L’horizon infusé – VANESSA NOVO –

D’anciens schémas tombaient les uns après les autres, laissant esseulés certains esprits, élevant d’autres consciences.

« Se centrer et agir en fonction de ce qui vibre en notre fort intérieur. »

Avait-on réellement capté la profondeur du mantra ? N’était-ce pas devenu une sorte de pansement illusoire, de dragée anesthésiante, évitant une inexorable fuite en avant ? Avait-on intégré que le monde tel que nous l’avions connu faisait déjà partie d’un passé empreint d’asphyxie ?

La plupart de la masse espérait secrètement voire confiait en un avenir proche paradisiaque, plus de masque, plus d’atteinte à la liberté personnelle, plus de restriction au luxe et à la consommation, enfin un vaccin salvateur, un monde nouveau qui ferait son entrée triomphante, dans la douceur de la nuit et l’incandescence du matin.

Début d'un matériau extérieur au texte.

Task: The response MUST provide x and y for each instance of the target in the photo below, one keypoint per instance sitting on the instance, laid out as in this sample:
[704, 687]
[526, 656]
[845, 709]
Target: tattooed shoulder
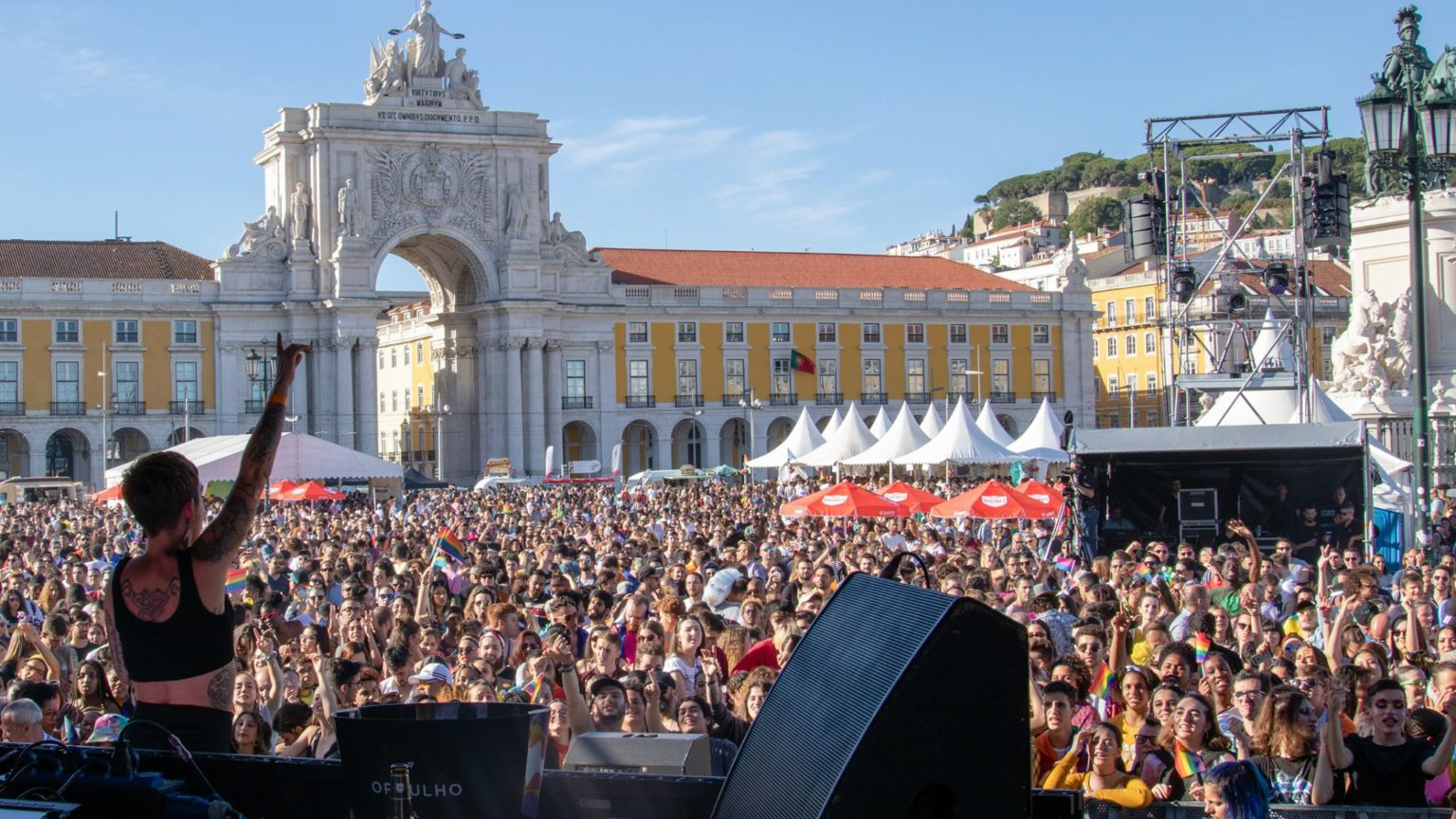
[220, 688]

Il suffisait d’y croire, d’espérer très fort qu’un renouveau se matérialise pour que la cosmogonie tant attendue opère sa magie naturelle; le mouvement des positifs anonymes et autres canaliseurs de message angéliques nous le martelaient suffisamment !

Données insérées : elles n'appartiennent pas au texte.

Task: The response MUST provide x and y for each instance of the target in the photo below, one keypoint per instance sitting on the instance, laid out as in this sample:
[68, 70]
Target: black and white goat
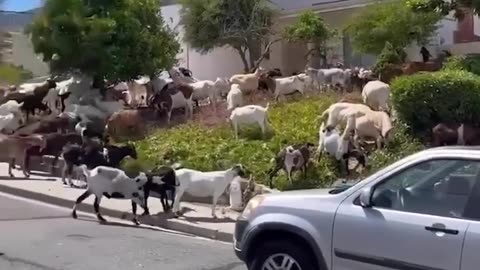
[113, 184]
[159, 182]
[340, 147]
[93, 155]
[205, 184]
[291, 158]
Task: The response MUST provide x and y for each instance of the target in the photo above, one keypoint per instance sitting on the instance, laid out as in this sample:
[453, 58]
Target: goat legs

Pourtant, quelque chose en moi sonnait d’une toute autre couleur.

Ce matin-là une vibration s’empara de tout mon corps, un message d’évidence souhaitait descendre dans mes cellules avant même que mon mental ne le déchiffre. J’avais mal, mes lombaires me faisaient souffrir, le souvenir karmique d’autres douleurs intenses se faisait sentir et mon corps tout entier sonnait une alarme que je n’étais pas encore en mesure de déchiffrer et n’en ressentait d’ailleurs même pas le besoin.

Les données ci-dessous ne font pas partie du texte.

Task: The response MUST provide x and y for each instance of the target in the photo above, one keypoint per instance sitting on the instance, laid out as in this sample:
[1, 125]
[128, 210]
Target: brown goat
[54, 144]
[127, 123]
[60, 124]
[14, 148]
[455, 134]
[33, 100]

J’optais pour l’accueil, l’observation de ce qui commençait à glisser dans mes tissus, la lecture de chaque miasme nettoyé, la libération de toute résistance transformée en légèreté.

Des espaces se créaient frénétiquement sans objectif apparent, dans une confiance des plus profondes. Je ne savais déceler pour quelle raison, pourquoi de cette manière et en même temps mon cœur savait que le rythme, la cadence et la profondeur importait moins, puisque tout était juste. Tout était juste.

Je souhaitais être dans la seconde présente, non plus dans le « moment présent » tant décrié, mais dans la seconde, afin d’entendre palpiter mon cœur et se dilater mon âme.

Le nettoyage avait commencé il y a plusieurs mois déjà, les résistances, les vieux schémas, tout ce qui constituait une structure et les peurs, oui les peurs, s’envoyaient valser les unes avec les autres. Une perte totale de repères, de stabilité, de structure s’infiltrait et colorait nos vies. Pas une once de projection n’était, ne serait-ce qu’envisageable.

La route.. juste la route.

Le chemin qui se fraie au contact de nos pas, de nos respirations, de nos pupilles dilatées, de la caresse de nos mouvements, de la vibration de notre âme.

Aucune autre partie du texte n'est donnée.